Spanish lenders have been pummeled by a dive in property prices that hasn't yet bottomed out, as loans to households are going bad amid record-high unemployment. 
The cost of bailing out the banks will drive up Spain's debt load and threatens to freeze the country out of international markets, which could send shock waves across the euro zone. 
The currency bloc has promised Spain as much as €100 billion in aid, but because it will ultimately add to the government's debt load, investors have been dumping the country's bonds, driving up its funding costs. 
The IMF, which is a contributor to the European rescue programs and is providing technical assistance for the Spanish bank support, on Thursday came out sharply against the euro zone's insistence that any aid be channeled through the government. 
The euro zone needs to quickly set up a mechanism that allows it to directly recapitalize weak banks, "in order to break the negative feedback loop that we have between banks and sovereigns," IMF Managing Director Christine Lagarde said after a meeting with the bloc's finance ministers in Luxembourg....

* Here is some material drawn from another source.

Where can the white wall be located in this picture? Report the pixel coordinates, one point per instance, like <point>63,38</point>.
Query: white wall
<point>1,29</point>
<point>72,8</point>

A negative feedback loop that only exists because bankers need bailouts if they are to continue receiving their bonuses.
Earlier in the day, Spanish officials presented the results of stress tests by Oliver Wyman, a U.S.-based consulting group, which estimates that under an adverse economic scenario, Spanish banks would need between €51 billion and €62 billion through 2014, and by German consultancy Roland Berger, which estimates they would need €51.8 billion..... 
In an effort to shore up international confidence in its battered banks and to pave the way for euro-zone financial aid, the Spanish government hired the two consultancies to conduct stress tests on the sector's overall loan book to determine potential losses in base and adverse economic scenarios through 2014. The tests analyzed the sector's ability to absorb those losses and provided estimates of possible capital shortfalls in both scenarios. 
"The analyses are accurate, they're credible and they are manageable," said Spanish Prime Minister Mariano Rajoy at a meeting with local business leaders in São Paulo, Brazil.....
Just like the analyses there were done in Ireland, Greece,....
The latest plan to clean up the banking sector is Spain's fifth in three years. Some analysts questioned whether the new effort will be sufficient to shore up investor confidence. 
Phoenix Kalen, a macro credit strategist at Royal Bank of Scotland Group, said the €62 billion figure was lower than generally expected for worst-case scenarios. "Investors may have concerns that the stress tests weren't adverse enough," she said. "If investors could see the macro situation deteriorating more than is assumed in the worst-case scenario, they will question the [tests'] credibility."
Regular readers know that the only way to restore credibility is to provide ultra transparency.  With this information, market participants can independently assess the banks.  Confidence flows because market participants trust their own assessment.